The Classic Tricks of Social Engineering and How Not to Fall for Them
April 12, 2013
In our blog post titled, “ The Weakest Link: How Malicious Hackers Break into the Most Secure Organizations,” it was discussed that even organizations with the funds needed to implement the most secured malware protection and surveillance can still be easily hacked and they are at a shocking rate. The previous post referenced the recent attacks on Apple, Facebook, Microsoft, LinkedIn and other big names who had fallen victim to the psychological tactics of social engineering.
Only recently has social engineering become associated with computer professionals and seen as a means to gain access to secured computer networks or systems either physically or virtually. Prior to that the term was in reference to the social sciences, but the basic meaning behind it remains the same. Social engineering can be any one of a number of tactics aimed at manipulating people into divulging confidential data of either a personal or corporate nature.
Here is a few of the common ways social engineering exploits human decision-making in order to proceed with a network security attack:
Pretexting is the creation of a believable scenario to engage the target, usually in an emotional way, in order to elicit confidential information that the person would not give out under normal circumstances. Some common pretexting examples include 419 scams such as the one claiming you need to confirm your PayPal account information or the Facebook and twitter scams either claiming something has been said about you or that a friend traveling abroad had his or her wallet stolen and is in need of cash. Any of these situations appeal to the person because the messages appear legitimate and they directly influence a personal reputation or relationship.
Tailgating, also known as piggybacking, this refers to gaining access into a secured area by walking behind someone with the access key. As common courtesy, the person will hold the door and most likely not even ask for identification proving you are allowed within the building.

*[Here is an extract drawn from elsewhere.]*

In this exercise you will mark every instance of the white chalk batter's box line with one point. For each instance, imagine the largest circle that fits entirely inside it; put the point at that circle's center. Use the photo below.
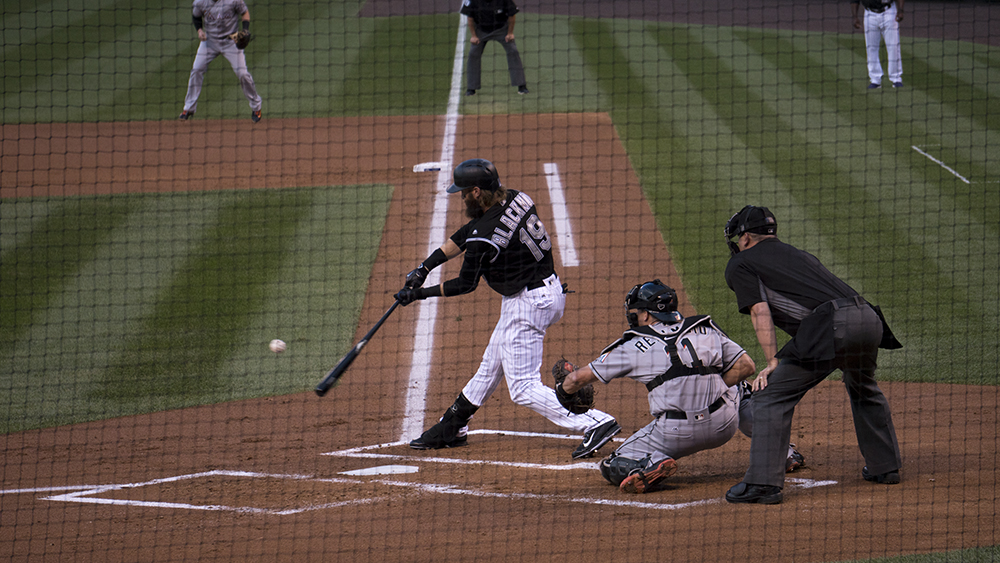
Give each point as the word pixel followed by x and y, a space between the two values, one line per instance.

Phishing and Phone Phishing
Phishing and Phone Phishing, in these examples the social engineer sends either a spoofed email or conducts a fake phone call, respectively. If it appears right, people normally just assume it is right. In this case if the email looks legitimate users will click through the links and if someone calls claiming to be a part of the IT department and they detected something on their computer they will assume that is true and provide identifying and sometimes confidential information in order for the issue to be fixed.
Baiting appeals to human curiosity as it usually involves leaving a malware infected USB drive, or other device, around in a common area where a company’s employees will see it. Employees, more often than not, will pick the device up and not even think twice before plugging it into their computers, effectively spreading the malware throughout the system.

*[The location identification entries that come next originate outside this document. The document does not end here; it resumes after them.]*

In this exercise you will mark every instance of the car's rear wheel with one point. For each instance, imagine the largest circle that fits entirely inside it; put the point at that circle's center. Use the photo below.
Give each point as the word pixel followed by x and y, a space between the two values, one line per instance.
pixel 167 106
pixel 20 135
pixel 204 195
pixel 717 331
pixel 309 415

These are simply a few of the many ways a social engineer can play off of human tendencies in order to gain access into a secured building, log in page or computer. Since it is natural to follow typical human conventions and not question why someone left a USB drive on the bathroom floor or why IT randomly called, this form of security breaching works seamlessly. Social engineering appeals to humans’ behavior and the only way to combat it is to not take every action at face value and think twice about the motives.